If you tend to avoid brushing your hair, we don’t blame you. While our grandmothers once advised a routine of one hundred brush strokes per day, the truth is that brushing your hair incorrectly can result in doing way more harm than good. Aggressive or excessive hair brushing is one of the main causes of breakage and split ends, which is why it’s so important to address the correct type of brush and technique for you. Here’s how to get it right.
Be gentle, but thorough.
When brushing hair, always start at the ends and work your way up to the root, says Giovanni Vaccaro, creative director at GLAMSQUAD. “This seems counterintuitive, but it’s key in order to detangle hair without breaking the strands,” says Vaccaro. When dealing with wet hair, opt for a wet brush or Tangle Teezer. These brushes have modern technology that makes it easier to brush through the hair without breaking it. When dealing with dry hair, opt for a brush that is mostly made up of boar bristles. It may feel strange at first, but when your brush reaches the root, make sure you actually brush the scalp as well. Celebrity hair stylist Eva Scrivo explains, “The bristles of a boar brush pull all your natural oils through the hair shaft, exfoliating the scalp and improving circulation. The best way to brush your hair is using small strokes, starting at the ends and slowly moving up towards your scalp so as to prevent breakage.”

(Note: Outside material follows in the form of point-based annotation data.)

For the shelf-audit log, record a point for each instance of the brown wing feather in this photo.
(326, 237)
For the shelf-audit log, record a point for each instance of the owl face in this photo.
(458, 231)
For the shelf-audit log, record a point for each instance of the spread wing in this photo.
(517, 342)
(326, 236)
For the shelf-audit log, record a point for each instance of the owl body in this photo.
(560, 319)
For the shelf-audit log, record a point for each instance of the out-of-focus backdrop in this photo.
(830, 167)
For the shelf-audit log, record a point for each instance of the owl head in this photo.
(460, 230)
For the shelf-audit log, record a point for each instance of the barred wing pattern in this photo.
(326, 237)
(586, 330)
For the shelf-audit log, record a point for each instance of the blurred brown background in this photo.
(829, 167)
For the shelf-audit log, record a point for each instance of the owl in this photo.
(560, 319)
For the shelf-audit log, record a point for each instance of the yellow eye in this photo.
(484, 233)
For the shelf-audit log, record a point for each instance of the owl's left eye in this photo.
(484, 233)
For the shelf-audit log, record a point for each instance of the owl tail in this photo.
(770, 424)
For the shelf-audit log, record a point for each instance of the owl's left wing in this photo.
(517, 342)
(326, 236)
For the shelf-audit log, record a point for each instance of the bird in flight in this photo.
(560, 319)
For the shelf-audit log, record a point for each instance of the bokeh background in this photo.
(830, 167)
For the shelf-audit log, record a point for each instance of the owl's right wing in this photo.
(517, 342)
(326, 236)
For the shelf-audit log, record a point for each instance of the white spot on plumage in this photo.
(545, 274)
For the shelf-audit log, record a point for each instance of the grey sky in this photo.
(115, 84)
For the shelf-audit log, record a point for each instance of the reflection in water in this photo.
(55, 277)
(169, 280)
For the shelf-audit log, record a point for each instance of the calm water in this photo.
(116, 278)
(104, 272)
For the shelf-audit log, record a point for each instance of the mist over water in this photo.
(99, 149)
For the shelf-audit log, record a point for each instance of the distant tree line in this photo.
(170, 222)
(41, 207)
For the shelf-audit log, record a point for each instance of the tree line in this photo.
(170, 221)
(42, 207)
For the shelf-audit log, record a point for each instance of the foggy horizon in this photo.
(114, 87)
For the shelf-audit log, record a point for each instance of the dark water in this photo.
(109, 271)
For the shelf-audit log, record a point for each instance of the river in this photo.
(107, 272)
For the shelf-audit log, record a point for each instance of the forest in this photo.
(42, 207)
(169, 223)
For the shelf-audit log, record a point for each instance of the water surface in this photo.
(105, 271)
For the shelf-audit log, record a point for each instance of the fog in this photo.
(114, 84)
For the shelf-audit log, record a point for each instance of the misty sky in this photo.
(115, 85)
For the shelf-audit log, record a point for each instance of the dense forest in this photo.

Find the best brush for you.
Natural all-boar bristle brushes are ideal for fine hair, says Scrivo. The soft bristles are gentle enough for fine hair, as well as hair that is prone to breakage. They’re also great for adding strength, volume and shine. For medium to thick hair, Scrivo recommends a mixed bristle brush, which is a combination of boar and plastic bristles. “Plastic bristles are longer than the boar bristles and get get through the most unruly hair with ease,” she explains, “while the boar bristles smooth the hair and add shine.” All-boar brushes are also ideal for extremely thick, easily tangled hair. “You can loosen up tough knots with a Mason Pearson brush starting at the ends and working up,” says PRIV hair stylist Loretta Wollner. If necessary, you can then go in with a wet brush or comb to address smaller tangles.
And if you have extensions …
You must always use a boar bristle brush, says Wollner. “Great Lengths makes a few different sizes that can work on all types of extensions.”